Limelit by Ludwyg Music Review

Posted on May 18, 2010 by Eric Pollarine


Available at Amazon.com

    So when I listen to music I generally do it out of a need to write something and I generally do it out of another need to fill up the continual space between the silence of my day and the clicking of my keyboard, but it’s not normally music that I haven’t heard before, because I am getting old and the older we get the harder it seems to be to get into newer music. That’s why growing up kids is hard to do…because eventually you will find yourself at a club or a bar and hear a song that you really like, you’ll start to bob or nod your head a little and then it will hit you. From somewhere out of the corner of your eye you’ll see bright and fresh faced early twenty something’s that are just learning that “Yager Chasers” are the two deadliest words to have ever been combined in the English language. They will be mocking your prehistoric head movements and you will, I say the word will with emphatic surety; want to punch them in the face. And there isn’t a better new record to do so than Ludwyg’s Limelit. A self released EP, Limelit is a forward thinking proto noise electronic Goth experiment in sound, and if you’re wondering what that really means, well – I don’t know either I just put the words together so they sound pretty.

    No, it means that it takes splices of what I can tell are NIN, The Jesus and Mary Chain, Portishead, along with the finer and darker elements of trip hop and puts them into a cohesive and enjoyable mesh of sound.

    Stand out tracks are the stellar and fantastically catchy opening track “Phyction” which oozes a sort of industrial punk swagger and generously intelligent lyrics that would make most indie bands drop their jaws in horrified jealousy, linearly followed by the second track “Tears” a far more pop inspired production, made complete by aggressive yet harmonious analog synth lines-with the third track “Silent Serenade” coming in high on the list as well.

    The thing that I find so appealing about the actual album as a whole is that it seems as if it is a logically linear piece of work. There are very few moments when I think, “hey that song shouldn’t be there- it has no point in being in this line up” or, “well, maybe that should have been a b-side sort of track.” It’s cohesive and fluent, even under the mask of samples and noise.

    It doesn’t hurt that I have known the main force behind Ludwyg, for a while, and it doesn’t hurt that Billy Ludwyg, who provides just about everything except live drums- which are handled with ease and style by drummer John Branham- on the album is a musician who I could actually sit down and have a drink with, and even with the recent success of holding down live opening slots for powerhouse alternative electronic acts such as VNV Nation, Nitzer Ebb, Apoptygma Berzerk and most recently the boorish Faith and the Muse, he still manages to keep that Midwestern, post industrial revolution, working class aggravated cool that  is so apparent on the album.
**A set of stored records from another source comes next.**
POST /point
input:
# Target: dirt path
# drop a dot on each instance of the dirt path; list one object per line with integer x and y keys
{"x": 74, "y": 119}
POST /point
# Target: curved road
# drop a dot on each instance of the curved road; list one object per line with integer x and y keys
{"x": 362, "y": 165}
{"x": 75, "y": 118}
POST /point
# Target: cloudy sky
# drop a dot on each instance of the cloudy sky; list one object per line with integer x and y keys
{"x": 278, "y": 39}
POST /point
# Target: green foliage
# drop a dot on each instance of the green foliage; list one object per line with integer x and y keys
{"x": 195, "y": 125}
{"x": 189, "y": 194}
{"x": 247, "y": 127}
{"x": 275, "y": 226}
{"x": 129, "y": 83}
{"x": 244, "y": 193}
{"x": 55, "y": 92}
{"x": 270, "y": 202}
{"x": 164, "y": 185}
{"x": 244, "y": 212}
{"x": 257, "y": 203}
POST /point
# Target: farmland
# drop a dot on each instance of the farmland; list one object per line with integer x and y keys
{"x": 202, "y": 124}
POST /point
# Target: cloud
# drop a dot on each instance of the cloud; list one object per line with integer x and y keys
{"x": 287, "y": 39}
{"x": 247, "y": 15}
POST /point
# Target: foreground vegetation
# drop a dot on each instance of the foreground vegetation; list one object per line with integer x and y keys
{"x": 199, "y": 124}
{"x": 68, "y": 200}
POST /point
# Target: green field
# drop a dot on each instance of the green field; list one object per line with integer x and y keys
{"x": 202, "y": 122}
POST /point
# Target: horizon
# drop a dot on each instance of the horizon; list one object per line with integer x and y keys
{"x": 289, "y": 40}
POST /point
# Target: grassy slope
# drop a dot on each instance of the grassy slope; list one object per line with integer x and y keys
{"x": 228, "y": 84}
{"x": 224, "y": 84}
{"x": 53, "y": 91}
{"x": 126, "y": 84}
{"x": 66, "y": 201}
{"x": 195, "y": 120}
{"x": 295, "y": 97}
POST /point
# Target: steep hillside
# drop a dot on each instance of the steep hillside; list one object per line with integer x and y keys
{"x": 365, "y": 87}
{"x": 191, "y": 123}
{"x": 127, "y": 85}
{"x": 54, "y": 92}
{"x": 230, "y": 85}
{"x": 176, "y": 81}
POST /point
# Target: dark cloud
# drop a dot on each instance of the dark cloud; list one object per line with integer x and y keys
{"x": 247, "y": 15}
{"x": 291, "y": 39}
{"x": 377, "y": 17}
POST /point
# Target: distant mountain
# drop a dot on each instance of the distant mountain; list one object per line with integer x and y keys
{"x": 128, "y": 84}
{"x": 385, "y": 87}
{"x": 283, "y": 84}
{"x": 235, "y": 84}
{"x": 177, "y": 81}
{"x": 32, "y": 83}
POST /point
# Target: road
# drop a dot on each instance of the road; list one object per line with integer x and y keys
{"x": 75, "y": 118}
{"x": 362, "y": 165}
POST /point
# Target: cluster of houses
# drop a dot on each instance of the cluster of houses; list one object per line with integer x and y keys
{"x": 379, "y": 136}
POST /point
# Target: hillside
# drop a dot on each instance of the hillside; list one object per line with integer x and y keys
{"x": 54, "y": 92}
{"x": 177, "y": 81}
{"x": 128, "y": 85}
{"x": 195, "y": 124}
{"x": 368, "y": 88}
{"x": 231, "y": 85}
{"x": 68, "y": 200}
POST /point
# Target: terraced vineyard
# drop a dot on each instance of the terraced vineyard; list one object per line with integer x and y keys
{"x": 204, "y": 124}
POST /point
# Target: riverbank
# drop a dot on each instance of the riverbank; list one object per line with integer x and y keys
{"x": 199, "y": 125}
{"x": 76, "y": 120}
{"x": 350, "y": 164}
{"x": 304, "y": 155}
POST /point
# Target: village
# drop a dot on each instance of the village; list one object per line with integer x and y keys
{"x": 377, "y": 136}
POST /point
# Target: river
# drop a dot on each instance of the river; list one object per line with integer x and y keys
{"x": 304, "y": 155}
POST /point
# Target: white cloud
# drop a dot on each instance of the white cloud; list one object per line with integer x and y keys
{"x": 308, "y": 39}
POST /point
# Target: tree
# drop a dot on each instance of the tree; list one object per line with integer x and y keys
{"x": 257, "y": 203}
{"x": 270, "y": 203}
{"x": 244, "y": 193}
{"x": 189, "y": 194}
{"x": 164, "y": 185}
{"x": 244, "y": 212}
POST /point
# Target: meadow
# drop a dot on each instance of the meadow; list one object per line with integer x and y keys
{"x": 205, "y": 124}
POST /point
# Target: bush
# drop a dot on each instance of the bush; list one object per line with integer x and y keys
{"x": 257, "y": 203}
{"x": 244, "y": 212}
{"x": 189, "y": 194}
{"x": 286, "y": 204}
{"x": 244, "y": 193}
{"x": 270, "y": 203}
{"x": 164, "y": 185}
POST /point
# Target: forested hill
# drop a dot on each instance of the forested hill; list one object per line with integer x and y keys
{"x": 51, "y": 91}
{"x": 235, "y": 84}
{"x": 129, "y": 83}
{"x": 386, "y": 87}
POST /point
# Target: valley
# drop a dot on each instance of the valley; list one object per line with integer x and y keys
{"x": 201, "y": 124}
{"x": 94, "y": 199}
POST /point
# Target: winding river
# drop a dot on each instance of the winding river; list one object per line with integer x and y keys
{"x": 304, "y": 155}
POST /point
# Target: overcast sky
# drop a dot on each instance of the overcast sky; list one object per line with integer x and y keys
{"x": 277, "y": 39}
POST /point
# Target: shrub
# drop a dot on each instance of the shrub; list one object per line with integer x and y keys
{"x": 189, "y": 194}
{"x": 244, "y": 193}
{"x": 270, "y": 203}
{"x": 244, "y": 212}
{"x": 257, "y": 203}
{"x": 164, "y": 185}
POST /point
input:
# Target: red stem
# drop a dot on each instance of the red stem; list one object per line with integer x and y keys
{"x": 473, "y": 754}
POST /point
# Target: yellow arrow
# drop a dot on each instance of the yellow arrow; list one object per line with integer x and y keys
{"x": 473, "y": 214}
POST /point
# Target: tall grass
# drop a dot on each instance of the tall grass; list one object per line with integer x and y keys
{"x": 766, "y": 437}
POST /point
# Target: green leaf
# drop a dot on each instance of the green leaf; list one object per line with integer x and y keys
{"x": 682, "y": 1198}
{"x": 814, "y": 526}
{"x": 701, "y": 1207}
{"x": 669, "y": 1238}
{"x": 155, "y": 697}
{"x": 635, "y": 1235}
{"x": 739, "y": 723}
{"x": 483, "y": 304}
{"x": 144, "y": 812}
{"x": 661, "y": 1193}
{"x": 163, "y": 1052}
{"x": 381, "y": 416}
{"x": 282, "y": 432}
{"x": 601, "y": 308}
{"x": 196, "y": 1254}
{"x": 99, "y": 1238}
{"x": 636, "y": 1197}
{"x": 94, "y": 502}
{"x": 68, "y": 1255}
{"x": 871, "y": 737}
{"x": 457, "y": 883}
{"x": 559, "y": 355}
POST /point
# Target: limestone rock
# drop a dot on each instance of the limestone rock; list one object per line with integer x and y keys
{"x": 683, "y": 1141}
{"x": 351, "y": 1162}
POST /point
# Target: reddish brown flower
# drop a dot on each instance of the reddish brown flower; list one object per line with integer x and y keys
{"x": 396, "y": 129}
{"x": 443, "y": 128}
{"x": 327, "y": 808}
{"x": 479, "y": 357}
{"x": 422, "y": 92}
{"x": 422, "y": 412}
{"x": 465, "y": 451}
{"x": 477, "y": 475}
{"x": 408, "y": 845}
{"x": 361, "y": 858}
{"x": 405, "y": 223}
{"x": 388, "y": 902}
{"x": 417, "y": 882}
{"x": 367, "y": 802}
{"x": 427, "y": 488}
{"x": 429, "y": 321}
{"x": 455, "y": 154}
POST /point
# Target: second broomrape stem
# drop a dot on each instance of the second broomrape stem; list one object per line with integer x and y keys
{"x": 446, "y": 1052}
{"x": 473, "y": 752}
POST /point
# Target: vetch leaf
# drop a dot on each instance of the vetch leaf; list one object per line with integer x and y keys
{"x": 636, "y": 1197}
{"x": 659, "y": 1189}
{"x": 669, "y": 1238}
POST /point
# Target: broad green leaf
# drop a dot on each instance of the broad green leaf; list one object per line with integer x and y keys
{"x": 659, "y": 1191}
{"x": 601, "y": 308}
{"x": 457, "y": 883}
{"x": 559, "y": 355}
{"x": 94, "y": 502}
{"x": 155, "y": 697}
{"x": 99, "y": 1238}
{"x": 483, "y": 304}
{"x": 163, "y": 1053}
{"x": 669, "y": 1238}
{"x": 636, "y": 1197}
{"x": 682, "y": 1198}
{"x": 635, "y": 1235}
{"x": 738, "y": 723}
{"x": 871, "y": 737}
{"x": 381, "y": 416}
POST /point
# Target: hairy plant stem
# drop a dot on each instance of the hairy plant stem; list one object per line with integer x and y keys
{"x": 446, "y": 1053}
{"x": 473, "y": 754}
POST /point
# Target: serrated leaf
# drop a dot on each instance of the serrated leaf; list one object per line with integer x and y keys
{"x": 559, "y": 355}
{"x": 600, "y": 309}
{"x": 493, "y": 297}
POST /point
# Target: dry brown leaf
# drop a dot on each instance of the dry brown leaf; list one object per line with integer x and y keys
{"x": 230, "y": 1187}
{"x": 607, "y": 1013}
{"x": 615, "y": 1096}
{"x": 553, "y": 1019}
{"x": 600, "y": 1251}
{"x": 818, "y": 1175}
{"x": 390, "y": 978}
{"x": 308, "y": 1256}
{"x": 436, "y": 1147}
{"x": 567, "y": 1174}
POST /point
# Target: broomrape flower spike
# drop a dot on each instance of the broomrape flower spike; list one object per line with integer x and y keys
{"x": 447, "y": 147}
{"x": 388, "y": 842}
    Ludwyg may not be the best band I have ever heard, nor are they the first in the long and infinitely modern line of North East Ohio based Industrial bands, but they are one of the finest of the new generation of these bands. And Limelit they’re first EP is one that leaves you thinking “I wonder what they are going to do next?” Which is a true testament to what this band has to offer, the promise of longevity. Even to a musical dinosaur like me.

    The album is available on most major online retailers as well as the bands website.